Bioanalytical Department, Cadila Pharmaceuticals Limited, 1389-Trasad road, Dholka, Gujarat, India.
Drug Test Anal. 2012 Feb;4(2):94-103. doi: 10.1002/dta.241. Epub 2011 Feb 21.
A rapid and most sensitive method for simultaneous determination of enalapril (ENP) and its metabolite, enalaprilat (ENPT), in human plasma using ESI-LC-MS/MS (electrospray ionization liquid chromatography tandem mass spectrometry) positive ion multiple reactions monitoring (MRM) mode, was developed and validated. The procedure involves a simple solid-phase extraction (SPE) followed by evaporation of the sample. Chromatographic separation was carried out on a Hypurity C(18) column (50 mm × 4.6 mm, 5 µm) with an isocratic mobile phase and a total run time of 2.0 min only. The MRM of ENP and ENPT is 377.10 → 234.20 and 349.20 → 206.10 respectively. The standard calibration curves showed excellent linearity within the range of 0.064 to 431.806 ng/mL for ENA and 0.064 to 431.720 ng/mL for ENPT (r ≥ 0.990). This is the only method which can quantitate upto 0.064 ng/mL for both ENP and ENPT in a single run with the shortest analysis time. In matrix effect experiment, this method shows a % CV (% coefficients of variation) of less than 5, which means that the proposed method is free from any kind of irregular ionization process. This method was successfully applied to a pharmacokinetic study after oral administration of enalapril maleate 20 mg tablet in Indian healthy male volunteers.

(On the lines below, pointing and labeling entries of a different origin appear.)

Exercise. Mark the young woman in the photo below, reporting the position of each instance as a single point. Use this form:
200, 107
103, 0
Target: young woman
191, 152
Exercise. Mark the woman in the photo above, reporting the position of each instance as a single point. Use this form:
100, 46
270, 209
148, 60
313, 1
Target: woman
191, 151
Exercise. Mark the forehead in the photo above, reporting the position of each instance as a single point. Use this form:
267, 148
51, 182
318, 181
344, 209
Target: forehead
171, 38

建立并验证了一种灵敏、快速的同时测定人血浆中依那普利(ENP)及其代谢物依那普利拉(ENPT)的 ESI-LC-MS/MS(电喷雾离子化液相色谱-串联质谱)正离子多反应监测(MRM)法。该方法采用固相萃取(SPE),操作简单,样品经蒸发干燥后即可进行色谱分析。采用 Hypurity C(18)柱(50mm×4.6mm,5μm),以等度洗脱方式,仅需 2.0min 即可完成色谱分离。ENP 和 ENPT 的 MRM 监测离子分别为 377.10→234.20 和 349.20→206.10。ENP 和 ENPT 的标准校正曲线在 0.064431.806ng/mL 和 0.064431.720ng/mL 范围内线性关系良好(r≥0.990)。这是唯一一种可以在单次运行中定量测定低至 0.064ng/mL 的 ENP 和 ENPT 的方法,且分析时间最短。在基质效应实验中,该方法的%CV(变异系数)小于 5,表明该方法不受任何不规则离子化过程的影响。该方法已成功应用于马来酸依那普利 20mg 片在印度健康男性志愿者体内的药代动力学研究。